Wednesday 12th August 2009
quotequote all
andy43 said:
AndyAudi said:
Perhaps by putting some sort of "Floating device" in the loft tank to "Push the water down" and increase the pressure. wink
Now that would work - a big sheet of, oh, I dunno, polystyrene, weighed down with a brick - so the water is pushed down under pressure to the bathroom.
Shower pumps? Unvented cylinders? High tech rubbish!
:rushesofftopatentoffice:
See you on Dragons' Den soon.

andy43

10,551 posts

261 months

Wednesday 12th August 2009
quotequote all
Paul Drawmer said:
andy43 said:
AndyAudi said:
Perhaps by putting some sort of "Floating device" in the loft tank to "Push the water down" and increase the pressure. wink
Now that would work - a big sheet of, oh, I dunno, polystyrene, weighed down with a brick - so the water is pushed down under pressure to the bathroom.
Shower pumps? Unvented cylinders? High tech rubbish!
:rushesofftopatentoffice:
See you on Dragons' Den soon.
Legend biggrin

King Herald

23,501 posts

223 months

Wednesday 12th August 2009
quotequote all
AndyAudi said:
Perhaps by putting some sort of "Floating device" in the loft tank to "Push the water down" and increase the pressure. wink
roflrofl

Was that thread here in PH, or did I read it elsewhere? hehe

Ricky_M

6,618 posts

226 months

Saturday 15th August 2009
quotequote all
I'm guessing the cold supply to the bathroom is tank fed also? If so, this should work, as someone said 0.2 bar is equivalent to 2 meters head of pressure.

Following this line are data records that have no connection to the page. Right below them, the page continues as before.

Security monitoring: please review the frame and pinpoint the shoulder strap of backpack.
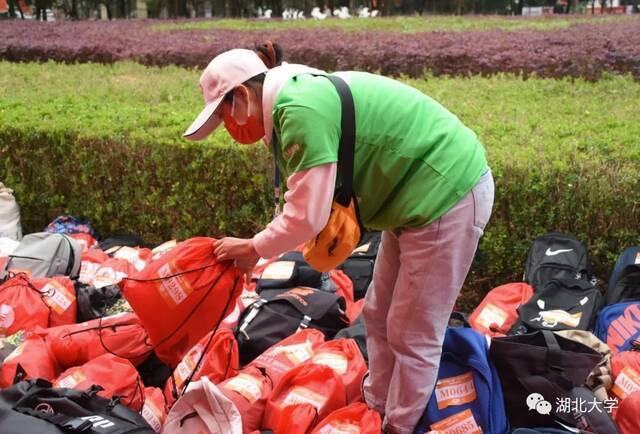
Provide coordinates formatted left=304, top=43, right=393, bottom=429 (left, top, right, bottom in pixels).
left=324, top=75, right=356, bottom=208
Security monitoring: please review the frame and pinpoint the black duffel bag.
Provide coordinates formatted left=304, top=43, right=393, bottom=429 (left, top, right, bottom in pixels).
left=235, top=287, right=349, bottom=365
left=489, top=330, right=603, bottom=429
left=0, top=379, right=154, bottom=434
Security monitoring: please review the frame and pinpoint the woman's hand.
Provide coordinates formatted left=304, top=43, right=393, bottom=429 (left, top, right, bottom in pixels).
left=213, top=237, right=260, bottom=276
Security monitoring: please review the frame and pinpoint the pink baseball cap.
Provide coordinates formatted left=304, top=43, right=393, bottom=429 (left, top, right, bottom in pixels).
left=183, top=49, right=269, bottom=141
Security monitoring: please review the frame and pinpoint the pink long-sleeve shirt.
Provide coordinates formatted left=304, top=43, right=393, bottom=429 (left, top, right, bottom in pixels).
left=252, top=63, right=337, bottom=259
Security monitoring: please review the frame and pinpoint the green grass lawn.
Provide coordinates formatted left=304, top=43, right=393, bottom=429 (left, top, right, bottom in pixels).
left=151, top=14, right=637, bottom=33
left=2, top=61, right=637, bottom=168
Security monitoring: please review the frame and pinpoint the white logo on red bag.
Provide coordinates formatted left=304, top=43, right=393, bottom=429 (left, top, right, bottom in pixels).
left=0, top=304, right=15, bottom=333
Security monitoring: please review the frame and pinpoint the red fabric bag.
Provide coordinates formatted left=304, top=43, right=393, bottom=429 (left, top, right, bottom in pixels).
left=611, top=350, right=640, bottom=402
left=40, top=312, right=150, bottom=369
left=70, top=233, right=98, bottom=253
left=274, top=403, right=318, bottom=434
left=310, top=338, right=367, bottom=403
left=54, top=353, right=144, bottom=411
left=111, top=246, right=153, bottom=272
left=329, top=270, right=362, bottom=324
left=219, top=366, right=273, bottom=434
left=141, top=387, right=167, bottom=433
left=0, top=334, right=59, bottom=387
left=0, top=275, right=51, bottom=335
left=615, top=390, right=640, bottom=434
left=121, top=237, right=242, bottom=366
left=164, top=328, right=239, bottom=408
left=78, top=248, right=110, bottom=285
left=469, top=282, right=534, bottom=337
left=311, top=402, right=382, bottom=434
left=263, top=363, right=347, bottom=430
left=32, top=276, right=77, bottom=328
left=93, top=257, right=136, bottom=288
left=249, top=328, right=326, bottom=385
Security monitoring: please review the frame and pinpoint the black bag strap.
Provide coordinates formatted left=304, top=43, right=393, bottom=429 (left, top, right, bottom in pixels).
left=542, top=330, right=568, bottom=375
left=270, top=74, right=357, bottom=209
left=324, top=75, right=357, bottom=207
left=13, top=406, right=94, bottom=432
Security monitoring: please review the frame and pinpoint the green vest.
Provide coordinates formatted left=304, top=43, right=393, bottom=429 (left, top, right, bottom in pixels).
left=272, top=72, right=487, bottom=231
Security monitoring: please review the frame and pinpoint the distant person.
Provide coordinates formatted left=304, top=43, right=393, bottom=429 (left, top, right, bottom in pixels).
left=183, top=42, right=494, bottom=434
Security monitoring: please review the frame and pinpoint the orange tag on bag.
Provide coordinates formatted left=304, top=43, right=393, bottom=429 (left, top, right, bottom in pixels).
left=475, top=303, right=508, bottom=330
left=435, top=372, right=477, bottom=410
left=312, top=351, right=348, bottom=375
left=430, top=409, right=482, bottom=434
left=174, top=344, right=203, bottom=387
left=41, top=280, right=73, bottom=314
left=141, top=399, right=164, bottom=432
left=270, top=340, right=315, bottom=365
left=612, top=366, right=640, bottom=399
left=223, top=373, right=264, bottom=404
left=282, top=386, right=327, bottom=410
left=157, top=261, right=194, bottom=308
left=56, top=370, right=87, bottom=389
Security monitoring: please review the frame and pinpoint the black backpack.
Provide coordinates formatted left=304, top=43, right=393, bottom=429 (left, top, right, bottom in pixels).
left=517, top=279, right=604, bottom=332
left=235, top=287, right=349, bottom=365
left=605, top=264, right=640, bottom=305
left=524, top=233, right=593, bottom=291
left=74, top=283, right=122, bottom=322
left=337, top=232, right=381, bottom=300
left=0, top=379, right=154, bottom=434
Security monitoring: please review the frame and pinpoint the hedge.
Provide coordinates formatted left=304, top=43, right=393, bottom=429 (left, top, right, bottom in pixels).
left=1, top=61, right=638, bottom=310
left=2, top=18, right=640, bottom=80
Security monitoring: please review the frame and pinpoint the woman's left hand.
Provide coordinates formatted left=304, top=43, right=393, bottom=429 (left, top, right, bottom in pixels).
left=213, top=237, right=260, bottom=276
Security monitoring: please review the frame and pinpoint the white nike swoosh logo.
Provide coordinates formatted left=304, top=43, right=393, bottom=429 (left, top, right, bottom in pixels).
left=545, top=248, right=573, bottom=256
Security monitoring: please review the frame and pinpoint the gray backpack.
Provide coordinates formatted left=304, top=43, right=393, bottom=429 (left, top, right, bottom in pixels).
left=1, top=232, right=81, bottom=279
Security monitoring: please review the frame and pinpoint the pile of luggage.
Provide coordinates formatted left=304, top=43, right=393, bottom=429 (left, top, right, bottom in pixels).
left=0, top=212, right=638, bottom=434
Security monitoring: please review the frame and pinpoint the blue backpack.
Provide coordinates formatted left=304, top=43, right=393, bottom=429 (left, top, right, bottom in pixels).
left=595, top=301, right=640, bottom=353
left=413, top=326, right=509, bottom=434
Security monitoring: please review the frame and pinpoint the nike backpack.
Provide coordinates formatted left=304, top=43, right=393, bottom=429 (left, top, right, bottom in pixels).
left=235, top=287, right=349, bottom=365
left=608, top=246, right=640, bottom=292
left=516, top=278, right=603, bottom=332
left=337, top=231, right=381, bottom=300
left=605, top=264, right=640, bottom=306
left=595, top=301, right=640, bottom=354
left=523, top=233, right=593, bottom=291
left=413, top=326, right=509, bottom=434
left=1, top=232, right=82, bottom=280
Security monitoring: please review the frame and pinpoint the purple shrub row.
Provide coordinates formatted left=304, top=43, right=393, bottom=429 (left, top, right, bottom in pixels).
left=1, top=19, right=639, bottom=79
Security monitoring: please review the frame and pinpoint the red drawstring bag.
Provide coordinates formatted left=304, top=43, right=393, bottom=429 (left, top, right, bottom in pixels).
left=219, top=366, right=273, bottom=434
left=93, top=257, right=136, bottom=288
left=611, top=350, right=640, bottom=402
left=79, top=248, right=110, bottom=285
left=469, top=282, right=534, bottom=337
left=54, top=353, right=144, bottom=411
left=249, top=329, right=326, bottom=385
left=70, top=233, right=98, bottom=253
left=111, top=246, right=153, bottom=272
left=0, top=334, right=59, bottom=387
left=164, top=328, right=239, bottom=408
left=329, top=270, right=362, bottom=324
left=263, top=363, right=347, bottom=430
left=40, top=312, right=151, bottom=369
left=32, top=276, right=77, bottom=328
left=274, top=403, right=318, bottom=434
left=310, top=339, right=367, bottom=403
left=615, top=391, right=640, bottom=434
left=0, top=275, right=51, bottom=334
left=142, top=387, right=167, bottom=433
left=121, top=237, right=242, bottom=366
left=310, top=402, right=382, bottom=434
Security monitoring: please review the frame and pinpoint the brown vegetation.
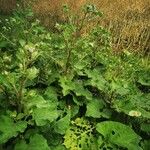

If you have mains fed cold water to your bathroom and tank fed hot, it will not work, the higher pressure cold will force its way back through the hot pipework.

If pressure and flow rate is a problem in your house, don't use "ball-o-fix" isolation valves or flexible tap connectors, they reduce the bore down to less than 10mm.